Yesterday I just “allowed” the crooning of Bing Crosby’s and Andy Williams’s classic Christmas tunes. I feel like my family and I JUST decorated our tree, wishing we had hung up the outdoor Christmas lights before we had our first snowfall (only to sweat from fear a few days later worrying that we wouldn’t have a white Christmas because we had an unseasonably warm December). I feel like my wife and I just recently discussed our plans for the weeks of November and December (I may start using a calendar or simply clean out my ears next year).

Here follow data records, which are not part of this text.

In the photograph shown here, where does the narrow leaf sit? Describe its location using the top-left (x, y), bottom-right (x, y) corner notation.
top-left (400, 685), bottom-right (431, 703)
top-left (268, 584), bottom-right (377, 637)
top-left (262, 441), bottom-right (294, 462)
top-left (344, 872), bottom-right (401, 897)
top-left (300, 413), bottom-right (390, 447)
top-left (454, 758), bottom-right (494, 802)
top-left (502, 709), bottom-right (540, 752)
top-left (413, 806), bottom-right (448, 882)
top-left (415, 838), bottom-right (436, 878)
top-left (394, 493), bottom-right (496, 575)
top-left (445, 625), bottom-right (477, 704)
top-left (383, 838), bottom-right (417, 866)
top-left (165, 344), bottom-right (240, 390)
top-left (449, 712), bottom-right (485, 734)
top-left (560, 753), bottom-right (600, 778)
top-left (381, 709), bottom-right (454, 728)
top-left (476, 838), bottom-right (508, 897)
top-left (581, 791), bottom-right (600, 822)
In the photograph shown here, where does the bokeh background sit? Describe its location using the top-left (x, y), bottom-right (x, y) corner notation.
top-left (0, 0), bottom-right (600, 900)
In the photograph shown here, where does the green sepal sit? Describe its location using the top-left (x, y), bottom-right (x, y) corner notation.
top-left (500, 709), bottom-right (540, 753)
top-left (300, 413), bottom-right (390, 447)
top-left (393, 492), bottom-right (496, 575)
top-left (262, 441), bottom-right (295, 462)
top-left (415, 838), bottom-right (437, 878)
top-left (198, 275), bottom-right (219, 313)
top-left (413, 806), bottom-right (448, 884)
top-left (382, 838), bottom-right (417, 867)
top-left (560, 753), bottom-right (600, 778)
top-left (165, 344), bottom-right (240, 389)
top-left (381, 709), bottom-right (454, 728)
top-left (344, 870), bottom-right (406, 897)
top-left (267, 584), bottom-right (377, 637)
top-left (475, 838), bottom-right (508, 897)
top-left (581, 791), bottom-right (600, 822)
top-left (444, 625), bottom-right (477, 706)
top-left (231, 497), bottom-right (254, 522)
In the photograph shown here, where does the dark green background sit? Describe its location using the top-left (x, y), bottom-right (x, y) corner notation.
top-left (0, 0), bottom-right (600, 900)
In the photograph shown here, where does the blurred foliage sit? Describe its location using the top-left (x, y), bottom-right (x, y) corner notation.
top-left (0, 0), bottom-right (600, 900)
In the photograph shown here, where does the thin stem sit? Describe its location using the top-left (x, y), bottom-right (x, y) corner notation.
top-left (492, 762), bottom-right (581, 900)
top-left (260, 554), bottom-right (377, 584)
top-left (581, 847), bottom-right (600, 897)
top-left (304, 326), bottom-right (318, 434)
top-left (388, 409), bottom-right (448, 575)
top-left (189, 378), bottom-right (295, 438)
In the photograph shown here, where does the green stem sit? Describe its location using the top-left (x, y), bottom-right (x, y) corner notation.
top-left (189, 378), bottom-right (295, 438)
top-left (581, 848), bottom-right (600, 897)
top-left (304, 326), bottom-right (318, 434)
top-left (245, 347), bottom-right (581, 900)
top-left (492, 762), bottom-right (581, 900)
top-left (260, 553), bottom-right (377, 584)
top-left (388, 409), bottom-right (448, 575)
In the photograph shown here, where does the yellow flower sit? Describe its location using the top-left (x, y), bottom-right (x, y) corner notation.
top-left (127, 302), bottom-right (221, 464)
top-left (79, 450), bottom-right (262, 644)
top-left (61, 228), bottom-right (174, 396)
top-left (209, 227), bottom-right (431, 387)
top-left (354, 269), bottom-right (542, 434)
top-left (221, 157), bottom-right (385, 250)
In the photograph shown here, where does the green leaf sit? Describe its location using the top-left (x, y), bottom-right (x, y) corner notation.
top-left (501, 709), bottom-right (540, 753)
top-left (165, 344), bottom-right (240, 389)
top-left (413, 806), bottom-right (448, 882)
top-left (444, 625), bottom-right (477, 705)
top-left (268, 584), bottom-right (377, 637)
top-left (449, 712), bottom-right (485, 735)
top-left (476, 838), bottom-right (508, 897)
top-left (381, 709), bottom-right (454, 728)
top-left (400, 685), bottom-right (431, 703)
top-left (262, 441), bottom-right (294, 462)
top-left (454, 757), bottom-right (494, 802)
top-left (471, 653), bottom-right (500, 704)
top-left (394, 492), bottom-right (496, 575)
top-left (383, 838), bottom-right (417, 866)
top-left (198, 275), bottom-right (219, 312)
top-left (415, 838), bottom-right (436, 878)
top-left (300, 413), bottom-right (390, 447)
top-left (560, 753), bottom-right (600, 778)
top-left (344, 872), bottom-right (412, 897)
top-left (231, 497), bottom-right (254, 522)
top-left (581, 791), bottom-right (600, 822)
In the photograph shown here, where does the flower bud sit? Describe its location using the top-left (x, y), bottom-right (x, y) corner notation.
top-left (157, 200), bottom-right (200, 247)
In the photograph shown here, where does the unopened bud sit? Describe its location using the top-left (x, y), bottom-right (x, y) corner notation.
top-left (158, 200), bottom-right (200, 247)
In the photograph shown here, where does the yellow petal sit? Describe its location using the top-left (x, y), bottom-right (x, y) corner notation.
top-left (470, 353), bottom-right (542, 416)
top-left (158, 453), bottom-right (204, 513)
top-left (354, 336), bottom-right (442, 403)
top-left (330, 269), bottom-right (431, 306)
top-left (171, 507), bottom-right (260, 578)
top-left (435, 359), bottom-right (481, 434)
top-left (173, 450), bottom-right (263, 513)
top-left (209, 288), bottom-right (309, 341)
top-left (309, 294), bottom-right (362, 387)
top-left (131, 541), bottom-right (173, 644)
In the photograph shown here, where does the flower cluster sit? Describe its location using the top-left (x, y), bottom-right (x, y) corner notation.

However, Christmas has passed, Thanksgiving is just a memory but the New Year celebration has started out with a bang (literally. My wife’s friend was over on New Year’s Eve and her friend’s car got hit while it was parked underneath a street light).

As I have struggled over the past few months to find the PERFECT words to express my feelings of thankfulness and joy, my thoughts were interrupted by my 14-month-old.

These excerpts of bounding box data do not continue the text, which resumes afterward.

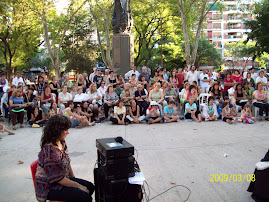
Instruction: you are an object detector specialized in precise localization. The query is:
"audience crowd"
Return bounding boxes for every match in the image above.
[0,66,269,134]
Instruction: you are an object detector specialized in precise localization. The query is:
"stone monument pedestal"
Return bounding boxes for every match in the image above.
[112,34,134,75]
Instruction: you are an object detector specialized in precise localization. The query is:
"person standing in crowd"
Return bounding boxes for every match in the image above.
[59,72,66,86]
[116,74,125,88]
[35,115,94,201]
[110,100,130,125]
[223,72,235,98]
[176,68,185,92]
[145,101,164,124]
[253,82,269,121]
[243,82,253,104]
[124,66,139,80]
[161,67,168,82]
[0,72,8,101]
[232,69,243,85]
[9,89,25,130]
[163,100,179,122]
[37,76,47,98]
[243,72,255,87]
[250,67,258,82]
[202,96,219,121]
[70,85,78,99]
[40,84,53,119]
[104,69,110,86]
[76,74,87,93]
[61,76,73,93]
[169,71,178,89]
[49,102,62,117]
[164,83,178,102]
[135,84,148,116]
[29,106,47,126]
[138,66,150,83]
[58,84,73,110]
[186,66,199,85]
[89,67,97,82]
[98,80,107,98]
[107,70,117,88]
[23,88,35,121]
[234,83,248,109]
[93,67,104,88]
[200,69,210,93]
[104,86,119,121]
[256,70,268,91]
[12,71,24,87]
[50,76,60,103]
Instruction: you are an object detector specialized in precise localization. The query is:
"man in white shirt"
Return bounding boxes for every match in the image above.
[124,66,139,81]
[186,66,200,85]
[89,68,96,83]
[251,67,258,82]
[200,69,210,93]
[12,72,24,87]
[73,87,89,102]
[58,84,73,111]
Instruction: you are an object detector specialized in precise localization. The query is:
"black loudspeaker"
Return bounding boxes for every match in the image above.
[97,151,135,180]
[94,168,143,202]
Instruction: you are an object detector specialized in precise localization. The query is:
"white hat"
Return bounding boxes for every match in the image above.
[150,101,158,106]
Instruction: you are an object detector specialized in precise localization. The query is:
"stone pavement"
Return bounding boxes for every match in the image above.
[0,121,269,202]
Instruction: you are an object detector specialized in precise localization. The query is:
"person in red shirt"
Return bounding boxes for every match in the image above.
[176,68,185,92]
[232,69,243,85]
[223,72,235,97]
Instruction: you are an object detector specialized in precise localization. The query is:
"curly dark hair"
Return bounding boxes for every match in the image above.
[40,115,71,148]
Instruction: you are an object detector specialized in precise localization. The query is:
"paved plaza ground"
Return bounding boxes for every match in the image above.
[0,121,269,202]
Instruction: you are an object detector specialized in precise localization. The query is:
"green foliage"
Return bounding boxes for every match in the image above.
[245,0,269,55]
[0,0,42,77]
[195,38,222,69]
[62,11,98,73]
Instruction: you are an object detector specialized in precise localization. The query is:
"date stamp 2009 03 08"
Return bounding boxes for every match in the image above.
[210,174,256,182]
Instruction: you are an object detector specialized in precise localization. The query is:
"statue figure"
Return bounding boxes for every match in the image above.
[111,0,133,34]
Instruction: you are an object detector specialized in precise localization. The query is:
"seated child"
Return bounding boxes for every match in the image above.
[163,100,179,122]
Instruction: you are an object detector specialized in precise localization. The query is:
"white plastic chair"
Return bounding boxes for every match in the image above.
[198,93,211,112]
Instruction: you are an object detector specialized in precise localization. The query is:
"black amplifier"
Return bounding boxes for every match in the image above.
[94,168,143,202]
[96,138,134,160]
[97,151,135,180]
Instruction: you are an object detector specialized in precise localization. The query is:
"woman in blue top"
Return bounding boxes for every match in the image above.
[9,89,25,130]
[185,97,202,122]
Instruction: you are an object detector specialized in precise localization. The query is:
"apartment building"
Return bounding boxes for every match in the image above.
[204,0,255,68]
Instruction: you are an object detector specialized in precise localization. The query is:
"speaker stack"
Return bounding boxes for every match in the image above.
[94,137,143,202]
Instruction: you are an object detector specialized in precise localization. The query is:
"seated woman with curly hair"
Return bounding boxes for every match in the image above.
[35,115,94,201]
[63,101,95,128]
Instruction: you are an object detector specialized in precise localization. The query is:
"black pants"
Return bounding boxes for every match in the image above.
[47,177,94,202]
[104,103,115,118]
[253,102,269,116]
[137,101,148,116]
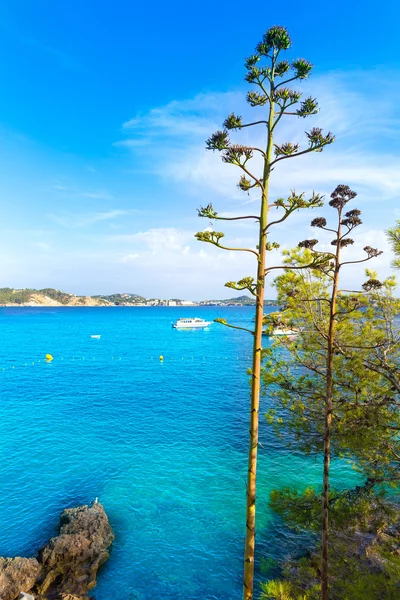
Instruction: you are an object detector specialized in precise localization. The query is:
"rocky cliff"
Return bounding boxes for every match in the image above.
[0,503,114,600]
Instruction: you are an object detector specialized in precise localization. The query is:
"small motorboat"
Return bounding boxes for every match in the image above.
[172,317,211,329]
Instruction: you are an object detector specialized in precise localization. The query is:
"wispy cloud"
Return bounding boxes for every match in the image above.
[116,71,400,206]
[46,210,134,229]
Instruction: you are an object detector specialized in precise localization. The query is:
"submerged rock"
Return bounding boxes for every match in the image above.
[0,556,40,600]
[0,502,114,600]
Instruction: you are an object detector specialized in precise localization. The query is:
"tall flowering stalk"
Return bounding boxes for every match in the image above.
[196,26,334,600]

No big deal. Our family’s schedule has been a little out of whack but she has handled it with great ease considering she has teeth coming in…easy, breezy. I give her a little bit of baby Tylenol, do my best to soothe her pain and she soon starts talking herself to sleep….

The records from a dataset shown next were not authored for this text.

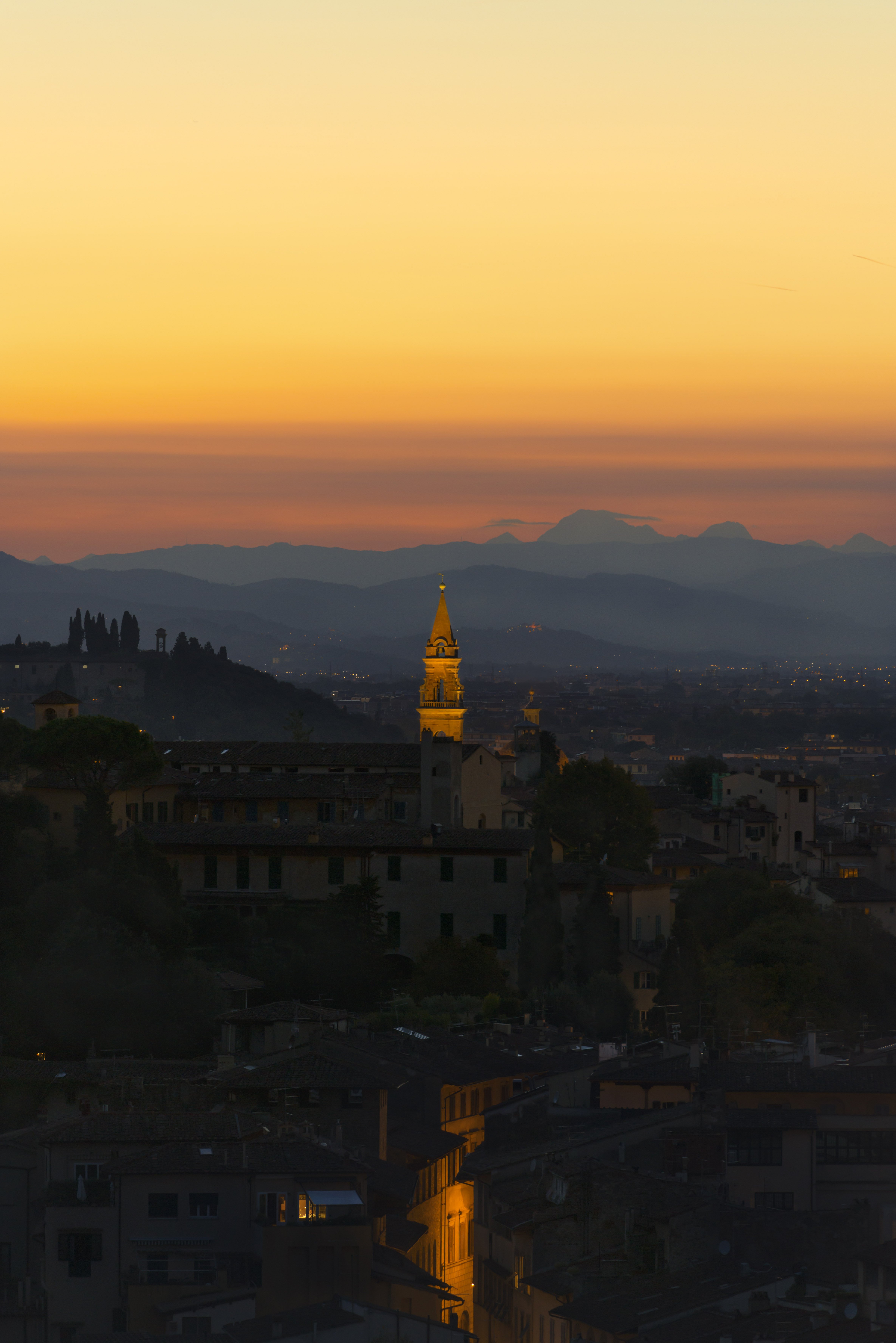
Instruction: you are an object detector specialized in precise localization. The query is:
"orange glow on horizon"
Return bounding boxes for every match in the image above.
[0,0,896,559]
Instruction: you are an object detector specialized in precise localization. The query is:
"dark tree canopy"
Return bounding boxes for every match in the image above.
[536,759,658,867]
[653,869,896,1041]
[517,829,563,997]
[408,937,506,1001]
[26,713,162,798]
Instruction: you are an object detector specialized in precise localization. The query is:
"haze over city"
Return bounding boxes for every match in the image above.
[0,0,896,1343]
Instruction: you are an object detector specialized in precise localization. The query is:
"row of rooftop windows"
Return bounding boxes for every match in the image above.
[203,854,508,890]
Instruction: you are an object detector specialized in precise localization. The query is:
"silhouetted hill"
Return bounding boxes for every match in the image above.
[132,638,402,741]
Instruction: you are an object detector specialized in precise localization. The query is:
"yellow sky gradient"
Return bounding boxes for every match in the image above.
[0,0,896,557]
[0,0,896,427]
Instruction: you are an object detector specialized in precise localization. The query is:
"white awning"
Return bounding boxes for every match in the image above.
[305,1189,364,1207]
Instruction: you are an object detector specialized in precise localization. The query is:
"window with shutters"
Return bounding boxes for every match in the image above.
[59,1231,102,1277]
[189,1194,218,1217]
[728,1128,783,1166]
[146,1194,177,1217]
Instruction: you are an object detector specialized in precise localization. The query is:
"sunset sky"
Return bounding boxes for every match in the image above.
[0,0,896,560]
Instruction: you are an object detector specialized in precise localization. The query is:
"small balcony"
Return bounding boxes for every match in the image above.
[0,1277,47,1316]
[47,1179,115,1207]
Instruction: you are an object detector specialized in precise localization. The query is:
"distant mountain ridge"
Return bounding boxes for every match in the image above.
[61,509,896,587]
[0,553,896,658]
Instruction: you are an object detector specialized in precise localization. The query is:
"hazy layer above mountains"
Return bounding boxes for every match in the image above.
[59,509,896,587]
[0,543,896,658]
[0,509,896,665]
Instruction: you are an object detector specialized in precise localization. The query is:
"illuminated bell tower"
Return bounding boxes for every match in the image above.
[416,583,466,741]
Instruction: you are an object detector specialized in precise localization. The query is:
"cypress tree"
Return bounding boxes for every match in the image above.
[118,611,140,653]
[69,607,85,653]
[518,829,563,994]
[569,864,621,984]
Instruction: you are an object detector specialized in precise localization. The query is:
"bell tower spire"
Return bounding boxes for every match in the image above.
[416,575,466,741]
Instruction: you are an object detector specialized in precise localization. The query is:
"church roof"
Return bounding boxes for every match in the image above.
[31,690,81,704]
[430,583,457,645]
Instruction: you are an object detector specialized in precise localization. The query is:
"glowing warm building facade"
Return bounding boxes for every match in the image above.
[416,583,466,741]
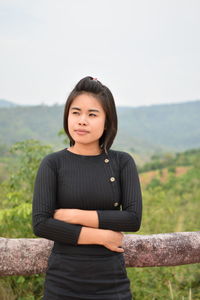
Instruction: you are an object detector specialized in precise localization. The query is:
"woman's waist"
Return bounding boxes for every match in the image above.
[52,242,117,256]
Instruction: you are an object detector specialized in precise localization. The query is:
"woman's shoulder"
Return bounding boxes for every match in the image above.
[41,149,65,167]
[109,149,137,165]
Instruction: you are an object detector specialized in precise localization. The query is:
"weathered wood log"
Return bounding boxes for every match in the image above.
[0,231,200,276]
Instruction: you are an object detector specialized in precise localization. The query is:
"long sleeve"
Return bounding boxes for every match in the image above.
[32,156,82,245]
[97,155,142,232]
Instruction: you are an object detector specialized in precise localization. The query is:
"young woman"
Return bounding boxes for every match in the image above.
[33,77,142,300]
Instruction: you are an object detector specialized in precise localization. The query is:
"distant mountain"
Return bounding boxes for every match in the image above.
[0,100,200,159]
[0,99,18,108]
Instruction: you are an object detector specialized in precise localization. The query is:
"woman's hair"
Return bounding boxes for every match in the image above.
[63,76,117,153]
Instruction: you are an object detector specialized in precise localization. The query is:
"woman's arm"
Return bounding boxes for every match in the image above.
[54,155,142,232]
[78,227,124,252]
[32,155,82,245]
[53,208,99,228]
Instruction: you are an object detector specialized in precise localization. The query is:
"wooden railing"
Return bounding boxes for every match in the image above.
[0,231,200,276]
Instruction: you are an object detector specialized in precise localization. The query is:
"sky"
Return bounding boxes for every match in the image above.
[0,0,200,107]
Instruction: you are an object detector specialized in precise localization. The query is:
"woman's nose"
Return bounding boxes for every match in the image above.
[78,115,88,125]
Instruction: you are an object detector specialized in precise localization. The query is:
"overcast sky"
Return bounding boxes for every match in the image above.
[0,0,200,106]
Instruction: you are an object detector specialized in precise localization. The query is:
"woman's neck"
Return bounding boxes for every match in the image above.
[68,144,102,155]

Well, it is time for a sweetful bliss of sleep. I need to go to bed. My girls are bound to wake up irritable and cranky (concerts, parties, gifts, a break from school… yeah…our schedule is off…the bubble has to burst sometime).

My quiet bliss is short lived as I hear my 5-year-old trying to stifle the sounds of her cry. Worried, I hop out of bed (when she wakes up at night, it is usually from a nightmare or from being sick), “Itty Bitty, what’s wrong?” “My tummy hurts.” “Oh no, I’m sorry. Do you have to spit-up (the polite way of asking if you have to vomit)?” “Yeah (insert sniffles, and rolling tears).”

Arggg… I can kiss boo-boos all better, scare away midnight monsters, and talk away the silly worries of the world but there is not much I can do to ease the pain of being sick other than offering my support, some crackers, clear liquids and maybe some medicine.

The aches, the pain, the fever, the feeling of being ick and wanting to do absolutely nothing just stinks for me. I could not imagine how it would feel for my girls while their immune systems are still developing.

I know my LORD and SAVIOR is not a magic genie that comes from a bottle granting me wishes as I see fit but for the life of me, I would rather me spew forth the gunk of sickness than see my kids go through it. I proceed to quietly cry out to the LORD asking that I be sick instead of my 5-year-old.

I give her fluids to drink and crackers to munch on. I snuggle with her on the couch anticipating her falling fast asleep in my arms (you know like back in the day when she was 2 and I worked the overnights and naptime existed). That never happened.

She tossed while I turned and I am almost certain I heard a giggle. I took her temperature which comes out a little below normal (her normal is around 99) but nothing that would cause alarm. I ask her if she still needs to spit-up and she says yes so I continue to snuggle with her on the couch.

Once again, she tossed, I turned and she talked as if she was wide awake.

Being a wise dad, I tell her it’s time for her to go sleep in her bed but I tell her she has a bowl to spit up in, a glass of water and crackers in the bathroom if she needs them. I THOROUGHLY EMPHASIZE that if she indeed happens to spit-up that she needs to come tell me.

That seemed to satisfy her as she rolls over on her bed and says good night to me.

An hour later, nothing happens. Thank you LORD.

Sweet dreams Itty Bitty, here’s to praying you, your sisters or your mama get sick and a very, wonderful, blessed New Year.

Happy and a blessed New Year to the rest of you. May Christ be with you and guide you in all you do.